Thursday, August 15, 2013

Cut Slippers

I bent down to take a battery cap – those blue plastic rings that people pull off of Chinese-made double D batteries – from the ground. Those battery caps are easy to find, particularly in the wet season when rain sweeps them across the sandy ground. Children gather them and tie them together on pieces of string to make rattles or jingling bracelets. The battery caps are also useful for mending broken flip-flops, or slippers, as they’re called in Sierra Leone.
My slippers were worn thin, the soles too flat and the strap that fits between your toes threatening to pull loose, or ‘cut’. I fixed the battery cap around the bottom of this strap so that it wouldn’t break away from the sole of the shoe. People may call slippers ‘toilet shoes,’ but they will still go through great lengths to preserve them. Even my slippers that had been mended with battery caps were not to be thrown away.
“Yu no de gimme da wan de?” someone asked if I wouldn’t give him my old slippers, seeing the new ones I had just purchased in the market. I was skeptical, wondering if he really wanted the old mended slippers, but he thanked me happily when I handed them over.
Normally, when slippers cut, you can slip the torn strap back through the worn out sole and continue to “manage” them, as they would say here. However, there are times when the strap severs completely and they cannot be repaired easily. In such instances, the only option is walking home barefoot. Once, as I walked to the Old Town junction to retrieve my cell phone from the charging station, the rubber stopper on the end of my sandal snapped off, thus rendering it damaged beyond the battery-cap-repair method. I was conscious that Sierra Leoneans believe it is shameful to walk barefoot, but I didn’t really care as I continued the last few steps to the junction.

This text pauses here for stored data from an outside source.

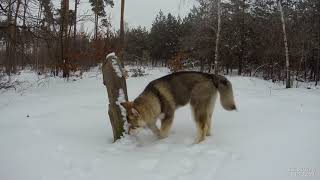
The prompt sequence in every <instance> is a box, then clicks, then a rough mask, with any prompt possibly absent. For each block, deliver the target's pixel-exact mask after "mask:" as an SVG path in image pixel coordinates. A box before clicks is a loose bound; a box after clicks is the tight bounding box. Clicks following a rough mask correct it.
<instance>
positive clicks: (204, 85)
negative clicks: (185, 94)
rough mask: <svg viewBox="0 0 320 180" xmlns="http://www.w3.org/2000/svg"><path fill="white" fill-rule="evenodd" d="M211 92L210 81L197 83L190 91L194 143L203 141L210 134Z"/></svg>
mask: <svg viewBox="0 0 320 180" xmlns="http://www.w3.org/2000/svg"><path fill="white" fill-rule="evenodd" d="M213 94H214V86H213V85H212V83H211V82H204V83H201V84H198V85H197V86H195V87H194V89H193V91H192V94H191V99H190V105H191V108H192V112H193V116H194V120H195V122H196V125H197V137H196V140H195V143H199V142H201V141H203V140H204V139H205V137H206V136H207V135H209V134H210V130H209V129H210V126H211V115H212V105H213V103H212V102H213V99H212V95H213Z"/></svg>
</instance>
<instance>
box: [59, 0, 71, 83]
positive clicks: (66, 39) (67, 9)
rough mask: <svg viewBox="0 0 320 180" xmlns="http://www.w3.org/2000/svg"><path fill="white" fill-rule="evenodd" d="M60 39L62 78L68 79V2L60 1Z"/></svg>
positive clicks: (68, 68) (68, 4)
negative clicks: (61, 2) (61, 19)
mask: <svg viewBox="0 0 320 180" xmlns="http://www.w3.org/2000/svg"><path fill="white" fill-rule="evenodd" d="M61 10H62V22H61V23H62V28H61V30H62V32H61V33H62V37H61V53H62V55H61V57H62V59H61V60H62V65H63V69H62V70H63V74H62V76H63V77H64V78H69V74H70V70H69V58H68V52H69V38H68V23H69V0H62V8H61Z"/></svg>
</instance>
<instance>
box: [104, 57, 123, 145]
mask: <svg viewBox="0 0 320 180" xmlns="http://www.w3.org/2000/svg"><path fill="white" fill-rule="evenodd" d="M102 74H103V84H104V85H105V86H106V88H107V92H108V98H109V110H108V114H109V118H110V122H111V126H112V130H113V137H114V141H116V140H118V139H120V138H121V137H122V136H123V133H124V132H125V128H124V125H125V120H126V116H125V115H124V114H123V112H125V109H124V108H122V106H121V105H120V103H121V102H125V101H128V94H127V88H126V87H127V85H126V80H125V77H124V76H123V71H122V68H121V65H120V61H119V59H118V58H117V57H116V56H115V55H108V56H107V59H106V61H104V62H103V66H102ZM121 91H122V92H123V96H124V97H121V95H122V93H121ZM120 101H121V102H120Z"/></svg>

Two of my students, however, happened to have witnessed the breaking of my slipper. Abu Sedik pulled off his own slippers and told me to take them. He said he would go home with the broken ones. “No, no!” I tried to protest, but Abubakar Bockarie gave me a horrified look and informed me the ground was cold from the rain. Clearly walking across cold ground with bare feet is dangerous to your health and highly unadvised. . . What could I have been thinking?